Childhood Health and Later-Life Cognitive Functioning: The Mediating Role of Education

Authors:  Nicole Hair

Presenting Author: Nicole Hair*

Educational attainment is one of the strongest predictors of dementia among older adults. It is unclear, however, whether this connection reflects the benefits of education per se or, rather, early life factors that influence educational attainment. We use the introduction of a measles vaccine in 1963, and the subsequent dramatic reductions in childhood infectious disease morbidity, to evaluate the effect of better overall health in childhood on cognition later in life and to assess the role of educational attainment in the causal pathway. Our project links historical data on state-level measles incidence rates to the Health and Retirement Study, a longitudinal population-based study of individuals over age 50 with validated cognitive measures. Our difference-in-differences approach compares outcomes across year-of-birth cohorts with more or less childhood exposure to the measles vaccine and across states with higher or lower pre-vaccine measles incidence.
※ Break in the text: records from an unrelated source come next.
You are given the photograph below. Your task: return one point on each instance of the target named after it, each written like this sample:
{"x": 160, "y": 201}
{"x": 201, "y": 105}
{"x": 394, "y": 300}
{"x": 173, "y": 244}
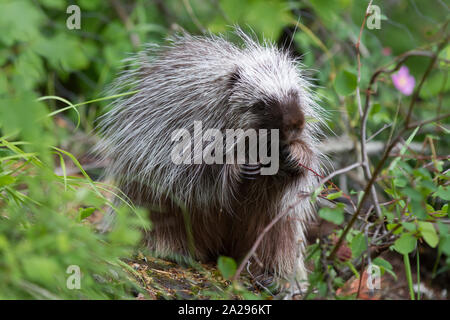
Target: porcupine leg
{"x": 181, "y": 236}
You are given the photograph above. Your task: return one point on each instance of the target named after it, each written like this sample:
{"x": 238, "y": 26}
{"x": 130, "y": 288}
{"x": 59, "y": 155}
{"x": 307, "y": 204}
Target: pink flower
{"x": 386, "y": 51}
{"x": 403, "y": 81}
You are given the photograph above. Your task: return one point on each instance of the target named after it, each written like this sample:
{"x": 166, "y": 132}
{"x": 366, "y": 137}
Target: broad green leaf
{"x": 83, "y": 213}
{"x": 335, "y": 215}
{"x": 345, "y": 83}
{"x": 428, "y": 233}
{"x": 405, "y": 244}
{"x": 227, "y": 267}
{"x": 358, "y": 245}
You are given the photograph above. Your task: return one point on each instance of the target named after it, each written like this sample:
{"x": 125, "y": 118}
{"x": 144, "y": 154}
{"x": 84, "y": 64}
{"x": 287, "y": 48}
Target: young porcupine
{"x": 221, "y": 207}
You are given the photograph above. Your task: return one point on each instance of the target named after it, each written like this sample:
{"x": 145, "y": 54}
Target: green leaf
{"x": 83, "y": 213}
{"x": 5, "y": 180}
{"x": 428, "y": 233}
{"x": 385, "y": 266}
{"x": 335, "y": 195}
{"x": 227, "y": 267}
{"x": 334, "y": 215}
{"x": 443, "y": 193}
{"x": 405, "y": 244}
{"x": 345, "y": 83}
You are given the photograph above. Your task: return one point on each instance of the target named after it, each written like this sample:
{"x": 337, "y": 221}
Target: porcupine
{"x": 222, "y": 208}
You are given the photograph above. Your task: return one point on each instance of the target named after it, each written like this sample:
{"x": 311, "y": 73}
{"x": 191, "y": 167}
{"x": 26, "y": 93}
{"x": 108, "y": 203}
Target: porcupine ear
{"x": 234, "y": 78}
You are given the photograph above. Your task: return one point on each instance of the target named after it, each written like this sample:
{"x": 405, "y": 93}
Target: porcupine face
{"x": 269, "y": 95}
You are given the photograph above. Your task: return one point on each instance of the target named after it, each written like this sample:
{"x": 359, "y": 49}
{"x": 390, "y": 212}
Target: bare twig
{"x": 407, "y": 126}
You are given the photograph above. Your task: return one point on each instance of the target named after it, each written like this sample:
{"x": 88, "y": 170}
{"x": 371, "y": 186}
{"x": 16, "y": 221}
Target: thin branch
{"x": 389, "y": 148}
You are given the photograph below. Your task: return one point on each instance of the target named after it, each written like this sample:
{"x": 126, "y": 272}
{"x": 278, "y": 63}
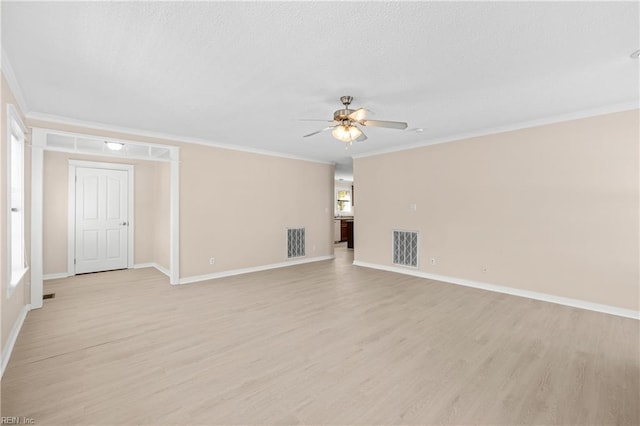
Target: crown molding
{"x": 12, "y": 81}
{"x": 610, "y": 109}
{"x": 50, "y": 118}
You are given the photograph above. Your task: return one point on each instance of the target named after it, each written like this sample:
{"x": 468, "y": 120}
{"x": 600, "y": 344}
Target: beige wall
{"x": 161, "y": 218}
{"x": 55, "y": 225}
{"x": 11, "y": 306}
{"x": 551, "y": 209}
{"x": 235, "y": 206}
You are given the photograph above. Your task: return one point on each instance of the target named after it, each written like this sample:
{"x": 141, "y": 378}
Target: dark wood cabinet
{"x": 343, "y": 230}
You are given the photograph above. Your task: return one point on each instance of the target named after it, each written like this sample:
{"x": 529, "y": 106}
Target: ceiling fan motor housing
{"x": 342, "y": 114}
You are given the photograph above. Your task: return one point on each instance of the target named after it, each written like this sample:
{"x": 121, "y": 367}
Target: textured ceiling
{"x": 243, "y": 73}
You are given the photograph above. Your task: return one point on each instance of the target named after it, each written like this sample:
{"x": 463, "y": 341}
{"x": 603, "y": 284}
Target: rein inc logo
{"x": 17, "y": 420}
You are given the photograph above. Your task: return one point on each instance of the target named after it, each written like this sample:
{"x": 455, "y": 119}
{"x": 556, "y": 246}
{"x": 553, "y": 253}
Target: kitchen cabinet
{"x": 343, "y": 230}
{"x": 349, "y": 233}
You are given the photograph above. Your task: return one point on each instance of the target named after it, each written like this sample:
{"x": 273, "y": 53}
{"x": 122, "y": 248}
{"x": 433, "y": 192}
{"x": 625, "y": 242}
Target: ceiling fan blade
{"x": 358, "y": 115}
{"x": 388, "y": 124}
{"x": 319, "y": 131}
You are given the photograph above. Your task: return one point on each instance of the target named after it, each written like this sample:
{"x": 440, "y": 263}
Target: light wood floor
{"x": 322, "y": 343}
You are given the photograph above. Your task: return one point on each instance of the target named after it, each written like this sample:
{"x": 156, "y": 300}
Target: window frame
{"x": 15, "y": 130}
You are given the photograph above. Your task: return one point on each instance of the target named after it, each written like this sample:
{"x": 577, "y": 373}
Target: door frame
{"x": 71, "y": 209}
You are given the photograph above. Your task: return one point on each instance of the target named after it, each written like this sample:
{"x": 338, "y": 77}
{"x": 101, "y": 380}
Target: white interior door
{"x": 101, "y": 220}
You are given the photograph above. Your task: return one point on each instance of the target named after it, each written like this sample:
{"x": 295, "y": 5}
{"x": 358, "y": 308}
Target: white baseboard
{"x": 13, "y": 336}
{"x": 152, "y": 265}
{"x": 213, "y": 276}
{"x": 576, "y": 303}
{"x": 56, "y": 276}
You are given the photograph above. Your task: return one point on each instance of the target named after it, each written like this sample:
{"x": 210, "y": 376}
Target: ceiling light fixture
{"x": 114, "y": 146}
{"x": 346, "y": 132}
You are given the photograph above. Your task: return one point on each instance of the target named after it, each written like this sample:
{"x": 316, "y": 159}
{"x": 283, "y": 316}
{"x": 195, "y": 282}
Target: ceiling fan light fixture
{"x": 346, "y": 133}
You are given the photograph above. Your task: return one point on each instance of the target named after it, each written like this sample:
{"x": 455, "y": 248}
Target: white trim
{"x": 15, "y": 276}
{"x": 122, "y": 155}
{"x": 174, "y": 218}
{"x": 56, "y": 276}
{"x": 13, "y": 336}
{"x": 166, "y": 136}
{"x": 37, "y": 216}
{"x": 12, "y": 81}
{"x": 297, "y": 261}
{"x": 153, "y": 265}
{"x": 575, "y": 303}
{"x": 71, "y": 208}
{"x": 627, "y": 106}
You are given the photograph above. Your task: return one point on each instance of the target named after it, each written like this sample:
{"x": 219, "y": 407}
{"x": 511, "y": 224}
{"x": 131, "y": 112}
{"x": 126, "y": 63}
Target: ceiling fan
{"x": 345, "y": 123}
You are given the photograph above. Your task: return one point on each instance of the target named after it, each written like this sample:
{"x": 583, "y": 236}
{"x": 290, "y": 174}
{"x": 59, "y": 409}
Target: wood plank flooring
{"x": 321, "y": 343}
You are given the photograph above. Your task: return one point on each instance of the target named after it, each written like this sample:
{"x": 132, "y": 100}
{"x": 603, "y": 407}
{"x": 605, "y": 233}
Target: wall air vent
{"x": 295, "y": 242}
{"x": 405, "y": 248}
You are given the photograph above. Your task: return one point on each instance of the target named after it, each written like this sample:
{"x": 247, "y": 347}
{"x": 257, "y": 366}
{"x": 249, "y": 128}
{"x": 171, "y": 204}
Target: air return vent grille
{"x": 295, "y": 242}
{"x": 405, "y": 248}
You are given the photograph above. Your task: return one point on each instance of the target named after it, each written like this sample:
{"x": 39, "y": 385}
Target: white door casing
{"x": 101, "y": 220}
{"x": 100, "y": 202}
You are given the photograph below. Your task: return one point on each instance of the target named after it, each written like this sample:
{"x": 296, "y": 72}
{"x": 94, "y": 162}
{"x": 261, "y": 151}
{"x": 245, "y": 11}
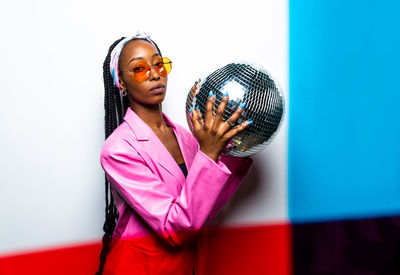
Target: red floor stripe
{"x": 253, "y": 250}
{"x": 77, "y": 260}
{"x": 243, "y": 251}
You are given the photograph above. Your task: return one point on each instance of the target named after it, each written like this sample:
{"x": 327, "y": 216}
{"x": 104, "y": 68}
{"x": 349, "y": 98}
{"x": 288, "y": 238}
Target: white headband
{"x": 115, "y": 53}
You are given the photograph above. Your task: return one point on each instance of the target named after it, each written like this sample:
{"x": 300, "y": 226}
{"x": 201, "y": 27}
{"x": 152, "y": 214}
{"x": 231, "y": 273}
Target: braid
{"x": 112, "y": 105}
{"x": 115, "y": 108}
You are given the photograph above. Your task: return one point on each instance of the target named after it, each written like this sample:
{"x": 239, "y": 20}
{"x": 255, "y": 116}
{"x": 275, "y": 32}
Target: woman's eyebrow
{"x": 137, "y": 58}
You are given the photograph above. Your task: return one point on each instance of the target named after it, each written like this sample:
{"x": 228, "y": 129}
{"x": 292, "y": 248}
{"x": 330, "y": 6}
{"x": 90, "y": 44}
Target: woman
{"x": 165, "y": 183}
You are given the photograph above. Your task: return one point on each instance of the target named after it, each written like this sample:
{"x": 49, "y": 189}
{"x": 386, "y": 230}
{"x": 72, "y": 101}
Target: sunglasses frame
{"x": 147, "y": 72}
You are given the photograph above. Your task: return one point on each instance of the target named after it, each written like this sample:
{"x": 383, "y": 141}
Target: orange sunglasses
{"x": 141, "y": 70}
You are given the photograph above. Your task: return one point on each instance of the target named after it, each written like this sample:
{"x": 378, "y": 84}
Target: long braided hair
{"x": 115, "y": 107}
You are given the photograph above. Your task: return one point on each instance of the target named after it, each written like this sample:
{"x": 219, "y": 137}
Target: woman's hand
{"x": 212, "y": 133}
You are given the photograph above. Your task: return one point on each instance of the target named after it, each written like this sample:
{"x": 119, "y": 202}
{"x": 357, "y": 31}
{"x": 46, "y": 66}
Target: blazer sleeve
{"x": 239, "y": 168}
{"x": 174, "y": 218}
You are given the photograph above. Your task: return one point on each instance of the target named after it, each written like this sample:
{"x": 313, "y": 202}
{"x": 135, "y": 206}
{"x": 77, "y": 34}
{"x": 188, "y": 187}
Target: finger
{"x": 208, "y": 121}
{"x": 199, "y": 117}
{"x": 220, "y": 111}
{"x": 196, "y": 124}
{"x": 234, "y": 117}
{"x": 237, "y": 129}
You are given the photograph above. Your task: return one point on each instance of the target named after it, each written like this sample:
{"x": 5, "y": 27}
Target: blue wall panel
{"x": 344, "y": 121}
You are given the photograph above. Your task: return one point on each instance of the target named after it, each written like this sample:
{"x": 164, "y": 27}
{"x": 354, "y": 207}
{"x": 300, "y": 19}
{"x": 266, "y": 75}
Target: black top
{"x": 183, "y": 168}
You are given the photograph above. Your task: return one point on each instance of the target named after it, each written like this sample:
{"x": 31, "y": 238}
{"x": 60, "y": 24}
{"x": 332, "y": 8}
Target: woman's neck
{"x": 151, "y": 115}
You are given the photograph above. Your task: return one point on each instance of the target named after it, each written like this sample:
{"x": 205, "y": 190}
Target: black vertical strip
{"x": 364, "y": 246}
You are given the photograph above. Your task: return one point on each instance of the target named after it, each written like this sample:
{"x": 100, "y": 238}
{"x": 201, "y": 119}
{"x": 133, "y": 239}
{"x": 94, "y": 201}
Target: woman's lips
{"x": 158, "y": 89}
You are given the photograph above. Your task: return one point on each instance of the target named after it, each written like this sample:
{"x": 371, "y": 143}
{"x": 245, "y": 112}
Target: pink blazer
{"x": 150, "y": 191}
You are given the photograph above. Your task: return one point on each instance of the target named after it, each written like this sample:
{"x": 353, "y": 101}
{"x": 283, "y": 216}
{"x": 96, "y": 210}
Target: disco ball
{"x": 244, "y": 83}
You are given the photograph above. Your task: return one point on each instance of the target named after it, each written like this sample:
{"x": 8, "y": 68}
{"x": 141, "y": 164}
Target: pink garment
{"x": 150, "y": 191}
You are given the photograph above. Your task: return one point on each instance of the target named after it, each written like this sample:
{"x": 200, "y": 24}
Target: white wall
{"x": 52, "y": 185}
Compared to individuals born earlier and in states with low pre-vaccine incidence, those born later and in states with high pre-vaccine incidence are expected to have benefited more from measles vaccination. Reduced exposure to infectious disease (and improved overall childhood health) may impact cognition directly or indirectly, e.g., through its effects on educational attainment.  We apply a causal mediation analysis framework, to determine to what extent higher levels of educational attainment explain the relationship between better overall childhood health and higher levels of later life cognitive functioning. Finally, because the benefits of mass vaccination campaigns were not shared equally and, in fact, racial and socioeconomic disparities in measles immunization persisted for decades, we estimate models stratified by race and childhood socioeconomic status to account for potentially important differences in the relationships between childhood health, educational attainment, and later life cognition.